Les Français, écrivait-il à lord Sheffield (1790), répandent tant de mensonges sur les sentiments de la nation anglaise, que je souhaiterais que les hommes les plus considérables de tout parti et de toute classe se réunissent dans quelque acte public pour déclarer qu’ils sont eux-mêmes satisfaits de notre Constitution actuelle et résolus à la maintenir. Une telle déclaration aurait un merveilleux effet en Europe, et, si j’en étais jugé digne, je serais fier pour mon compte de la souscrire. J’ai grande envie de vous envoyer quelque projet de rédaction, tel que tout homme pensant puisse l’adopter.

Il revient plus d’une fois sur cette idée avec ferveur. Il est curieux de voir Gibbon devenu chaleureux comme un Burke, et levant la main pour l’Arche de la Constitution comme un Fox et comme un Macaulay84.

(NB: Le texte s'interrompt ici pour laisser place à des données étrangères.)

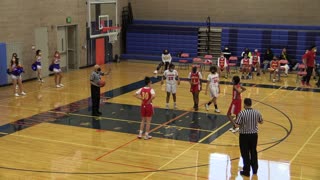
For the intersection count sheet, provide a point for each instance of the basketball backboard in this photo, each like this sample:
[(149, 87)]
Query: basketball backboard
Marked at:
[(101, 14)]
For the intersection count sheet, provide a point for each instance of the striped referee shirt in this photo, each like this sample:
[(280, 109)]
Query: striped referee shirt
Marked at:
[(248, 120)]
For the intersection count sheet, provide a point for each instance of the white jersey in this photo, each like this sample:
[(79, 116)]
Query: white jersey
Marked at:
[(171, 77), (213, 80)]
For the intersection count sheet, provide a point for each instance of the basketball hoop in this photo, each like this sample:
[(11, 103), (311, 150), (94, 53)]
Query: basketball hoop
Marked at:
[(112, 32)]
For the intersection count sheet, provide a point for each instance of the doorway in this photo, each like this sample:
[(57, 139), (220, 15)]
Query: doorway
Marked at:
[(67, 40)]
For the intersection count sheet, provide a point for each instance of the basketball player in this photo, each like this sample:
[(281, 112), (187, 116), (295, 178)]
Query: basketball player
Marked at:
[(274, 68), (95, 77), (213, 84), (166, 60), (38, 64), (222, 64), (146, 95), (171, 76), (15, 70), (245, 66), (235, 106), (195, 82), (255, 59), (57, 70)]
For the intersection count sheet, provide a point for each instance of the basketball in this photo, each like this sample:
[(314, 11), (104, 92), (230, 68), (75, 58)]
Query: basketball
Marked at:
[(102, 83)]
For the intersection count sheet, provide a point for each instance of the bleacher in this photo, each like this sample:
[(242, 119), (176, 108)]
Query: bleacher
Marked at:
[(295, 41), (147, 39)]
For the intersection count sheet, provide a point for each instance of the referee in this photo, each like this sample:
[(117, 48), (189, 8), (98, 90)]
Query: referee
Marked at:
[(247, 122), (95, 90)]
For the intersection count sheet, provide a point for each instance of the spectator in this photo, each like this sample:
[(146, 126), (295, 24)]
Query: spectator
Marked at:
[(267, 57), (293, 64), (247, 52), (226, 52)]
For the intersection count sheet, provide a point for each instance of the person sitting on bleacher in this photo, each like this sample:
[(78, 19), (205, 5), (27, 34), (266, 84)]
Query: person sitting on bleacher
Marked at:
[(268, 56), (247, 52), (274, 68), (166, 60), (226, 52), (293, 64), (245, 67), (255, 59), (222, 65)]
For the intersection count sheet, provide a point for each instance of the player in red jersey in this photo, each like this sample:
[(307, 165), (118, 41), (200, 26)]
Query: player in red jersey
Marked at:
[(309, 61), (274, 67), (235, 106), (223, 65), (255, 59), (195, 82), (146, 95)]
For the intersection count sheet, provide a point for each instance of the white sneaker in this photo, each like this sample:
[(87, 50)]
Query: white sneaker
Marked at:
[(235, 130), (207, 107), (146, 137)]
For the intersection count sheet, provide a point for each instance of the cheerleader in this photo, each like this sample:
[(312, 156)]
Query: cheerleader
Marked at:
[(195, 82), (15, 71), (38, 64), (57, 70)]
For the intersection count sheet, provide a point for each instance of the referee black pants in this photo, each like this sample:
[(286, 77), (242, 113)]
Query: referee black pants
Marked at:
[(248, 149), (95, 98)]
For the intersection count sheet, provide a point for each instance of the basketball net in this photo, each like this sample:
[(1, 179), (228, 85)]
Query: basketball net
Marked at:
[(112, 32)]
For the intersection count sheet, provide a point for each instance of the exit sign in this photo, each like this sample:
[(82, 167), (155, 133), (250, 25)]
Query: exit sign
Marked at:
[(68, 20)]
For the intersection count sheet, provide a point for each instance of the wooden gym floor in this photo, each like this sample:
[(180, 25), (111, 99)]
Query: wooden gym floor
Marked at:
[(50, 134)]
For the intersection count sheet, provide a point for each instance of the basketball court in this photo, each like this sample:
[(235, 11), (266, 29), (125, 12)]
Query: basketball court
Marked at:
[(50, 133)]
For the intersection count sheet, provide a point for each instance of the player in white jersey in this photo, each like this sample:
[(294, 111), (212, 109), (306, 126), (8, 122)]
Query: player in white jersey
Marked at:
[(172, 78), (213, 84), (38, 64)]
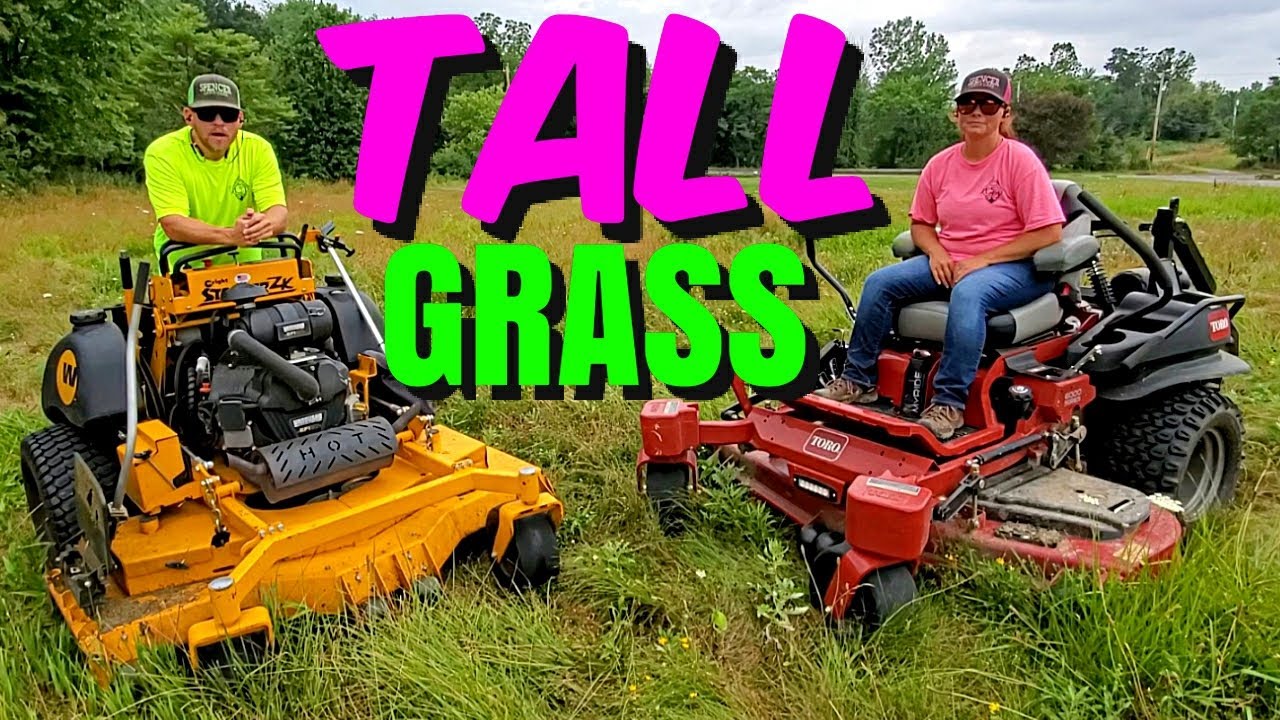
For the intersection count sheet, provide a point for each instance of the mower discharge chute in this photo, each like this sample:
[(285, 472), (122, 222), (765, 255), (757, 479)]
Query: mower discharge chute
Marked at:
[(232, 432), (1137, 359)]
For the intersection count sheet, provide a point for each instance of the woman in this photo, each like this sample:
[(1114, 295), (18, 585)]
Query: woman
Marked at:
[(982, 208)]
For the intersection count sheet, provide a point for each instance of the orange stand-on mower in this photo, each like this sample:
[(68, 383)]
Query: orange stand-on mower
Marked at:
[(231, 434), (1137, 359)]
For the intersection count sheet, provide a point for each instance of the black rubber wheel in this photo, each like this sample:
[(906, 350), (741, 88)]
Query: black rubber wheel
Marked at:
[(1187, 445), (882, 593), (667, 488), (533, 557), (49, 481), (821, 551)]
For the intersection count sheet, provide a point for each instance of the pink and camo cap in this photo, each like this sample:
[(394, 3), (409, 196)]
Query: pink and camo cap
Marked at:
[(988, 81)]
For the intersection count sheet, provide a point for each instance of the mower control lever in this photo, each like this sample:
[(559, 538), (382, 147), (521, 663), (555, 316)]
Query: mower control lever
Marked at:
[(968, 490), (1088, 358)]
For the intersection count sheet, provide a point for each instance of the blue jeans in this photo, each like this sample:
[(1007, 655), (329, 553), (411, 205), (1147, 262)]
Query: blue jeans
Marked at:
[(977, 296)]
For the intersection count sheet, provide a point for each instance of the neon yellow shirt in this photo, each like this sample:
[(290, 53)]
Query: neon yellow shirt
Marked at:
[(181, 181)]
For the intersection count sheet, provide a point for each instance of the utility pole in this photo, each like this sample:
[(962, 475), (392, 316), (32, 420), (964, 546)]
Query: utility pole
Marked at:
[(1155, 126), (1234, 110)]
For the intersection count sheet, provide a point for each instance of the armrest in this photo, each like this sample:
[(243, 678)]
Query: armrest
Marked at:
[(904, 246), (1068, 254)]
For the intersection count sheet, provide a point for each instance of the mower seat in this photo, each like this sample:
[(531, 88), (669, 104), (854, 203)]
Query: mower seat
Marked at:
[(1063, 261)]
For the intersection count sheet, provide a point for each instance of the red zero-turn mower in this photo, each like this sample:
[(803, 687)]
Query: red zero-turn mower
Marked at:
[(1137, 358)]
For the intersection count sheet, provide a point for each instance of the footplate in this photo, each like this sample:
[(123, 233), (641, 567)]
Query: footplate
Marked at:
[(1065, 501)]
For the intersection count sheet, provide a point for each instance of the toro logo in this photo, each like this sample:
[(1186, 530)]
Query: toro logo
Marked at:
[(1219, 324), (826, 443)]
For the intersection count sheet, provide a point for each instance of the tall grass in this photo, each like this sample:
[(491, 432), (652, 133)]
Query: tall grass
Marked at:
[(699, 625)]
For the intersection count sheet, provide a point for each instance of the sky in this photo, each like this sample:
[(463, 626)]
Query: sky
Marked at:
[(1235, 42)]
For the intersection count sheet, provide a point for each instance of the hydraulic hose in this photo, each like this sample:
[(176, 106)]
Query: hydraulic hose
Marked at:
[(131, 391), (810, 250), (304, 384)]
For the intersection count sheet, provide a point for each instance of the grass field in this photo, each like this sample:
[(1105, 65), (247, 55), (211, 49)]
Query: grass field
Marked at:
[(704, 625)]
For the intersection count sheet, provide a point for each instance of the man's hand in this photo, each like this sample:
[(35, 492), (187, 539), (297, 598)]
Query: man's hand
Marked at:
[(255, 227), (942, 268), (965, 267)]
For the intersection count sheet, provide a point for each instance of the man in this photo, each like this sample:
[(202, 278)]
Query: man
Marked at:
[(213, 183)]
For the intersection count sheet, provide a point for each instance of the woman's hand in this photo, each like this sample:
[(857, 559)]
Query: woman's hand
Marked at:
[(942, 268), (965, 267)]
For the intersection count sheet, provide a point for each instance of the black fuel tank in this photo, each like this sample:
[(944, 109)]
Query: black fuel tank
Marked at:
[(85, 373)]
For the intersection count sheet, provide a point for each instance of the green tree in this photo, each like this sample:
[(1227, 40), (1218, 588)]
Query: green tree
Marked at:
[(904, 122), (1060, 126), (1257, 131), (906, 48), (1060, 73), (464, 126), (320, 139), (233, 14), (740, 132), (63, 73), (510, 39), (1191, 117), (904, 118)]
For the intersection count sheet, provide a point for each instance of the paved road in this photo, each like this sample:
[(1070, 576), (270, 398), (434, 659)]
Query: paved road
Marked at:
[(1217, 177)]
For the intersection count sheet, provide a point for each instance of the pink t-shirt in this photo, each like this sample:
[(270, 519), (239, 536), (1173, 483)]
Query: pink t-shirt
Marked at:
[(986, 204)]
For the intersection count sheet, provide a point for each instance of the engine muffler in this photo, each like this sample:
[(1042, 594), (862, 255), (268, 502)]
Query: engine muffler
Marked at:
[(323, 459)]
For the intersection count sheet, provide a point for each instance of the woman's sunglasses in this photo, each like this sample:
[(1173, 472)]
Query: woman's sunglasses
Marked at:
[(208, 114), (988, 105)]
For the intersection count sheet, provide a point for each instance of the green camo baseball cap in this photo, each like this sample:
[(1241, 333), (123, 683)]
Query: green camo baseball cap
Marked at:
[(213, 91)]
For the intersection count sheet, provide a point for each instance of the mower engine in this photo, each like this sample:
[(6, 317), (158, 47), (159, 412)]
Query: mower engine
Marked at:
[(277, 402)]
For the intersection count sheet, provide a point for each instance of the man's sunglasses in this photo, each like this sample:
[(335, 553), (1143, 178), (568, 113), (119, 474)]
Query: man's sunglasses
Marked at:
[(988, 105), (208, 114)]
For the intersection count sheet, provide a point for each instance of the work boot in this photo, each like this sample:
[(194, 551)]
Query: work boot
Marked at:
[(942, 420), (842, 390)]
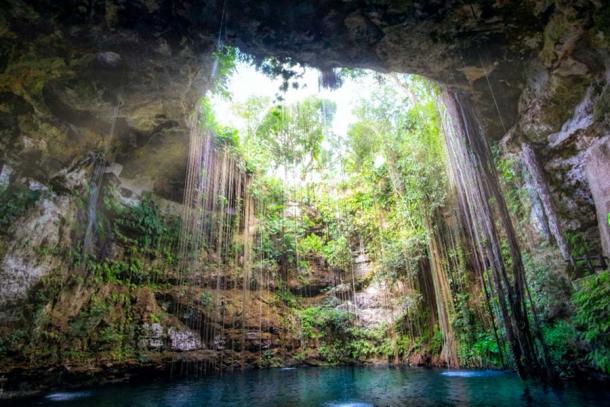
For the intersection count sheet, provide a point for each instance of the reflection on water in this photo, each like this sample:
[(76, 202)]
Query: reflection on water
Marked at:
[(472, 373), (65, 396), (346, 386)]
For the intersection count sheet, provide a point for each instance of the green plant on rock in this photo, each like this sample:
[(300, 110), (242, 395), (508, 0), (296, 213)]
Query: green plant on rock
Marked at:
[(15, 201), (592, 302)]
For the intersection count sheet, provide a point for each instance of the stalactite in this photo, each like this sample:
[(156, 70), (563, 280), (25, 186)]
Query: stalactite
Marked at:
[(217, 208), (442, 291), (541, 186), (474, 177)]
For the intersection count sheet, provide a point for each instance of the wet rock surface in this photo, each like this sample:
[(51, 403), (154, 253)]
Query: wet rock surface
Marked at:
[(77, 74)]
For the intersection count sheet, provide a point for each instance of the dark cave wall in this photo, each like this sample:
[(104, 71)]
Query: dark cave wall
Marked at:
[(537, 72)]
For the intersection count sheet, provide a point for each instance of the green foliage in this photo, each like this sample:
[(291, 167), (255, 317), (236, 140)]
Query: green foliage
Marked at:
[(592, 302), (15, 201), (205, 299), (561, 339), (311, 244), (143, 227)]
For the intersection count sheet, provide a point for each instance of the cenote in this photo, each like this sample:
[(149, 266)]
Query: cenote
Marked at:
[(264, 201), (335, 387)]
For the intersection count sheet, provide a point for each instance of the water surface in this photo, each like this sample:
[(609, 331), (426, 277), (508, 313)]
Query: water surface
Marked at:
[(344, 386)]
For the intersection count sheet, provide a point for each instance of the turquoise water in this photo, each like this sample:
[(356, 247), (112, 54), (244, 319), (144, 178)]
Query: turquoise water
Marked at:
[(347, 386)]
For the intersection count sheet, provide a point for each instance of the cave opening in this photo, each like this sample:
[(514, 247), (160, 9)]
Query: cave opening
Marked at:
[(171, 207)]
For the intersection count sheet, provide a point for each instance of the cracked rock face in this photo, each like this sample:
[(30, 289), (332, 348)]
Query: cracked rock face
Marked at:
[(77, 75)]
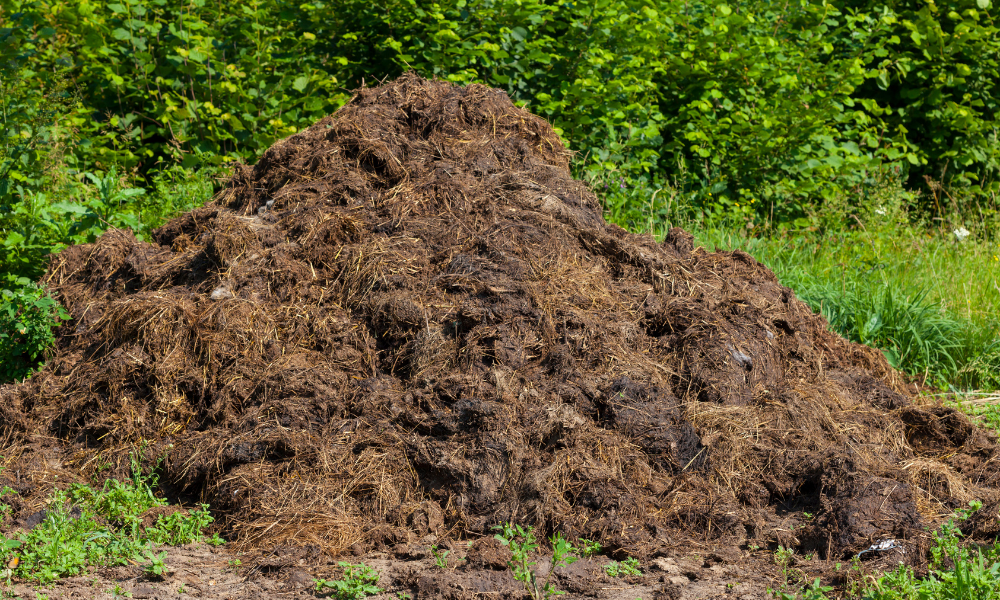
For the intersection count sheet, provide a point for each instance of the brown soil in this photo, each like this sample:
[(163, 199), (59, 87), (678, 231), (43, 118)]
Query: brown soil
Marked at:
[(199, 572), (410, 321)]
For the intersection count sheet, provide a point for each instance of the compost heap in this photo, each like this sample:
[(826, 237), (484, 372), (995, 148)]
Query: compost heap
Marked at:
[(409, 319)]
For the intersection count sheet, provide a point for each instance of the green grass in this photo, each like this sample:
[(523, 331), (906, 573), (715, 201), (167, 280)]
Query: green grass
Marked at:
[(85, 525)]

Cet homme qui, dans sa modération et son égalité habituelle, était loin d’être insensible, mourut en partie victime de son zèle pour l’amitié. Il apprit, au printemps de 1793, que la femme de son ami lord Sheffield venait de mourir ; il n’hésita pas à voler vers lui, à se mettre en route pour l’Angleterre par l’Allemagne, et à faire ce voyage depuis quelque temps différé, que les circonstances présentes et la guerre engagée rendaient alors plus difficile. Ses infirmités s’en augmentèrent, et, après quelques mois de séjour dans son pays natal, il y mourut le 16 janvier 1794, à l’âge de près de cinquante-sept ans. Son ami lord Sheffield lui a élevé le monument le plus digne et le plus durable en publiant ses Mémoires et ses lettres ; on y devine que la conversation de Gibbon était, en effet, supérieure en intérêt et en charme à ses écrits, et qu’en lui le lettré profond et accompli ne se séparait pas de l’homme de société le plus agréable. Quelques lettres même, les dernières, ont des accents d’émotion qu’on n’attendrait pas ; celle qu’il écrit à lord Sheffield à la première nouvelle de son malheur, et au moment de partir pour le rejoindre, est belle et touchante ; on dirait presque qu’un éclair de religion y a passé. Une autre lettre écrite quelques jours après, et dans un sentiment croissant d’anxiété pour cette famille désolée, se termine en ces mots : « Adieu. S’il y a des gardiens invisibles, puissent-ils veiller sur vous et sur les vôtres ! adieu. » Le caractère social et même moral de l’homme gagne donc à être vu dans cet ensemble de relations, et se présente sous un jour nouveau. C’est le témoignage qu’ont rendu les contemporains les plus délicats et les plus respectables dans le temps de la publication. Ceux encore aujourd’hui qui auront vécu par la lecture dans cette intimité tempérée et ornée, n’y eussent-ils passé comme moi qu’une quinzaine, comprendront que Gibbon, sans être de l’ordre des génies, sans être même de ceux qui avec du talent troublent ou passionnent les hommes, ait eu ses fidèles et ses pèlerins affectueux. Byron écrivait d’Ouchy, près de Lausanne, au libraire Murray, le 27 juin 1816 :

J’ai été retenu ici par le gros temps, comme je m’en revenais à Diodati (près Genève) d’un voyage en bateau autour du lac, et je joins à cette lettre, pour vous, une petite branche de l’acacia de Gibbon, et quelques feuilles de rose cueillies dans son jardin que je viens de voir, ainsi qu’une partie de la maison. Vous trouverez dans sa Vie une mention honorable de cet acacia, sous lequel il se promena la nuit même où il termina son Histoire. Le jardin et le pavillon d’été où il composait sont négligés, et le dernier entièrement dégradé ; mais on le montre encore ainsi que son cabinet, et les gens respectent sa mémoire.